Alla luce del riportato orientamento giurisprudenziale i Tribunali escludono la necessità che l’accertamento dello stato di insolvenza venga supportato da una consulenza tecnica d’ufficio, nonostante la complessità della situazione contabile ed economica che caratterizza il bilancio di un istituto di credito.
In questo modo, l’accertamento dell’insolvenza dell’impresa bancaria da parte del Tribunale sembra limitarsi ad un “atto di riconoscimento” delle operazioni e dell’attività del commissario straordinario e di Banca d’Italia, in quanto soggetti altamente qualificati nella materia creditizia.
La sentenza in esame ribadisce, inoltre, il principio secondo il quale lo stato di insolvenza di una Banca sottoposta a liquidazione coatta amministrativa deve essere riferito, in aderenza alla norma contenuta nell’art. 82 del T.U.B. “al momento dell’emanazione del provvedimento di liquidazione”, dovendosi ritenere ininfluenti i fatti sopravvenuti che abbiano determinato la capienza del patrimonio.

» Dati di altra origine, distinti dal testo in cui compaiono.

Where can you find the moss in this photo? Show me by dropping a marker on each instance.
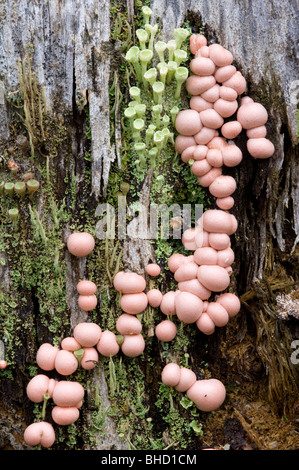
(35, 308)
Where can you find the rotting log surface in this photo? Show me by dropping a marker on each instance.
(75, 59)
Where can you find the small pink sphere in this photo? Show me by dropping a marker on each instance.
(80, 244)
(166, 331)
(107, 345)
(154, 297)
(153, 269)
(133, 345)
(39, 433)
(188, 122)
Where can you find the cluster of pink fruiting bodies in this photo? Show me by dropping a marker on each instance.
(215, 86)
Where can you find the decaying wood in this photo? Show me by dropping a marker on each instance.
(72, 54)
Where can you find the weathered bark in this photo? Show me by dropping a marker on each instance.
(76, 60)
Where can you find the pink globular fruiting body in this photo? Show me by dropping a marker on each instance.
(205, 142)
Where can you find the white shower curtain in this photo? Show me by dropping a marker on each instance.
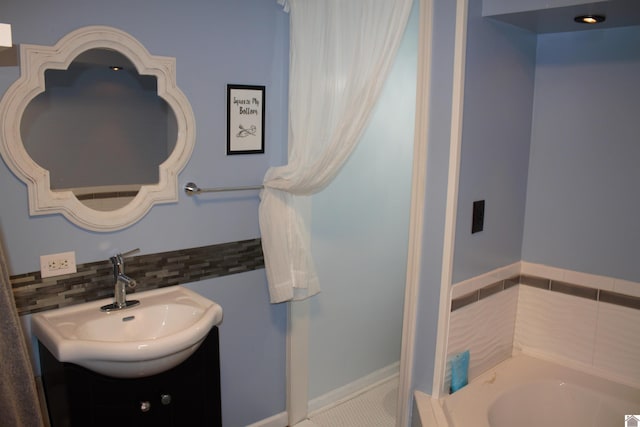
(340, 54)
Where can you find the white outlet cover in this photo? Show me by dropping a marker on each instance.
(65, 264)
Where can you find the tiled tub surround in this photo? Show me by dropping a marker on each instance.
(584, 321)
(94, 280)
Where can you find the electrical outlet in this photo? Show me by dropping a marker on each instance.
(57, 264)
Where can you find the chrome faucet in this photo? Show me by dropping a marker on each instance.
(122, 283)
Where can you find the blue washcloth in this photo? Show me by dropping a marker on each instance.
(459, 370)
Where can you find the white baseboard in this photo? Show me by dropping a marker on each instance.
(353, 389)
(278, 420)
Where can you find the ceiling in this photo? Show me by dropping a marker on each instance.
(619, 13)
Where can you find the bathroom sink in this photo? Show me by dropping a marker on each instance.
(161, 332)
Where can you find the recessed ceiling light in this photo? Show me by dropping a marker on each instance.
(589, 19)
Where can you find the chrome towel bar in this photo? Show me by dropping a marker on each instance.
(192, 188)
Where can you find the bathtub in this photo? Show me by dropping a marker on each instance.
(527, 392)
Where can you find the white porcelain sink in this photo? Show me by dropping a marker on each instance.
(161, 332)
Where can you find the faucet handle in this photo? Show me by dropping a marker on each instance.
(129, 253)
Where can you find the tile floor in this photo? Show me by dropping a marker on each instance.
(373, 408)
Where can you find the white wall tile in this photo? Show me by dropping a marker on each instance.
(555, 324)
(626, 287)
(617, 346)
(475, 283)
(589, 280)
(485, 329)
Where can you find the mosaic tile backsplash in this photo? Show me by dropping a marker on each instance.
(95, 281)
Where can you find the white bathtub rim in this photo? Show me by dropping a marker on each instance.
(431, 411)
(584, 368)
(520, 369)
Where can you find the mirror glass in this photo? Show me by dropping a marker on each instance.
(100, 129)
(97, 128)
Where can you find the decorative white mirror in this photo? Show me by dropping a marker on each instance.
(97, 128)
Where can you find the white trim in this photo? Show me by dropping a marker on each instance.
(34, 60)
(416, 221)
(353, 389)
(298, 361)
(439, 370)
(278, 420)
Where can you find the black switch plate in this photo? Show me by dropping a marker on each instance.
(477, 221)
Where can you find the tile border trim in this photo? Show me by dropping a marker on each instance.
(94, 281)
(551, 285)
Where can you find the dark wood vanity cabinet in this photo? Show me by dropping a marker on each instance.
(185, 396)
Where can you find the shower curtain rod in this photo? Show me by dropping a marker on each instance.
(192, 188)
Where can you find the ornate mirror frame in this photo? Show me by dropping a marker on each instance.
(34, 61)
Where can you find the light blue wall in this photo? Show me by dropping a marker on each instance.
(215, 42)
(498, 103)
(360, 234)
(494, 157)
(582, 200)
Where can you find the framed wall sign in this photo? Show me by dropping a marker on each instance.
(245, 119)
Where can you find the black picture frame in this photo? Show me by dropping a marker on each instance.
(245, 119)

Sul punto la Suprema Corte ha precisato che “Lo stato di insolvenza di una banca sottoposta a liquidazione coatta amministrativa – la cui sussistenza, ai sensi dell’art. 82, comma secondo, del d.lgs. 1 settembre 1993, n. 385, deve essere riscontrata con riferimento al momento dell’emanazione del provvedimento di liquidazione – si traduce, sulla base della generale previsione dell’art.5 legge fall., applicabile in assenza di autonoma definizione, nel venir meno delle condizioni di liquidità e di credito necessarie per l’espletamento della specifica attività imprenditoriale. La peculiarità dell’attività bancaria – la quale implica che l’impresa che la esercita disponga di molteplici canali di accesso al reperimento di liquidità per impedire la suggestione della corsa ai prelievi – fa peraltro sì che assuma particolare rilevanza indiziaria, circa il grado di irreversibilità della crisi, il “deficit” patrimoniale, che si connota come dato centrale rispetto sia agli inadempimenti che all’eventuale illiquidità” (cfr. Cass. 21 aprile 2006, n.94048).

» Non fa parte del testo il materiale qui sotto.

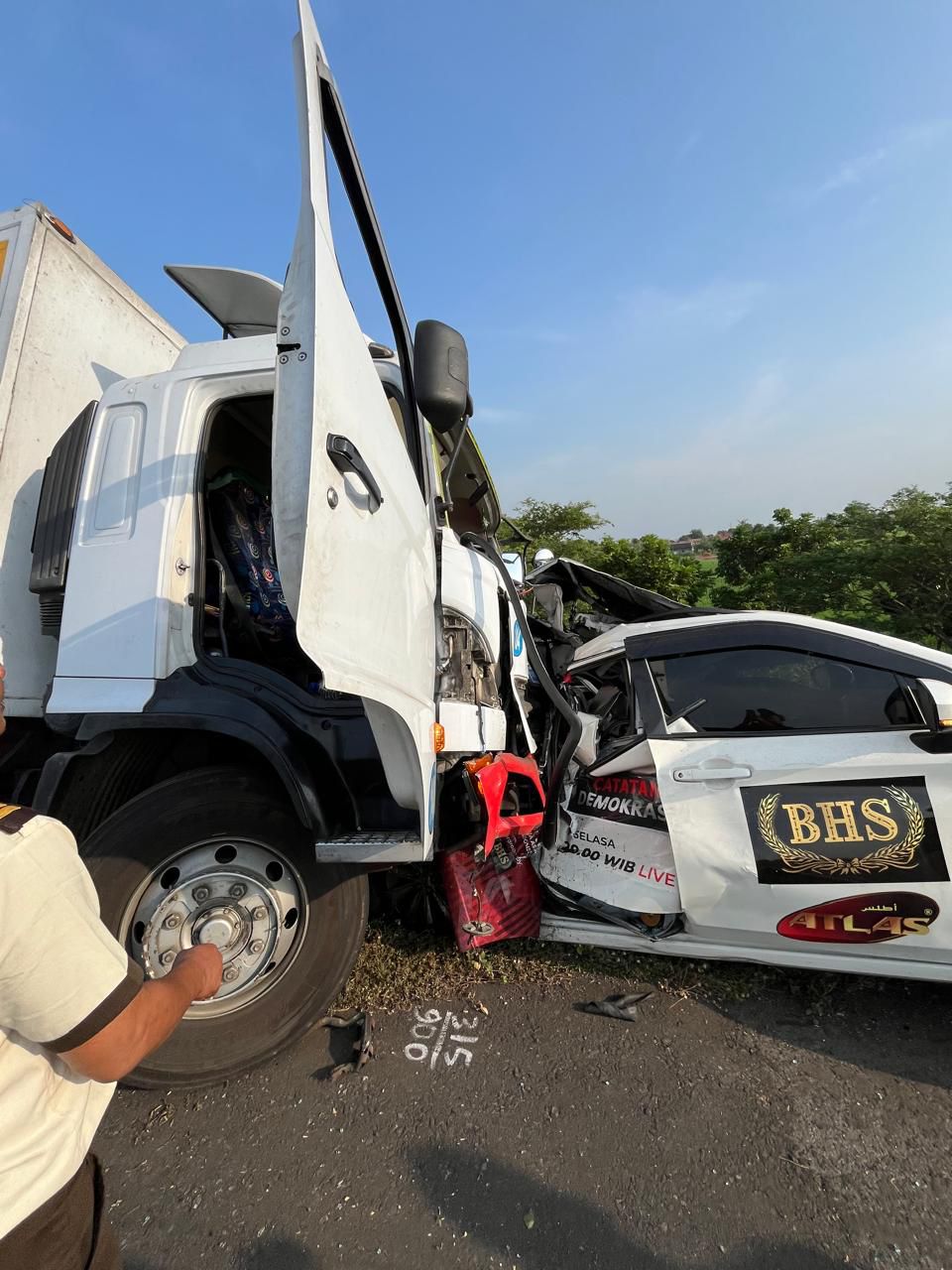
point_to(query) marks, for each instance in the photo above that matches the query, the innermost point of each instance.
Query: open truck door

Il venir meno delle condizioni di liquidità e di credito necessarie all’espletamento della specifica attività imprenditoriale vanno misurate (e provate) alla data del provvedimento di liquidazione.
Pertanto, è ininfluente dimostrare che (l’usuale) intervento del Fondo Interbancario di Tutela dei depositi oppure eventuali transazioni con i creditori o possibili cessioni, abbiano consentito di superare lo stato di insolvenza dopo il provvedimento che ha disposto la liquidazione coatta amministrativa.
Un successivo piano di intervento – realizzato dopo la fase liquidatoria – non rimuove lo stato di dissesto alla data in cui la Banca è stata posta in liquidazione coatta, ma anzi lo conferma (cfr. Tribunale di Milano, II sez. civile, 26 gennaio 2012, Pres. Vitiello, inedita).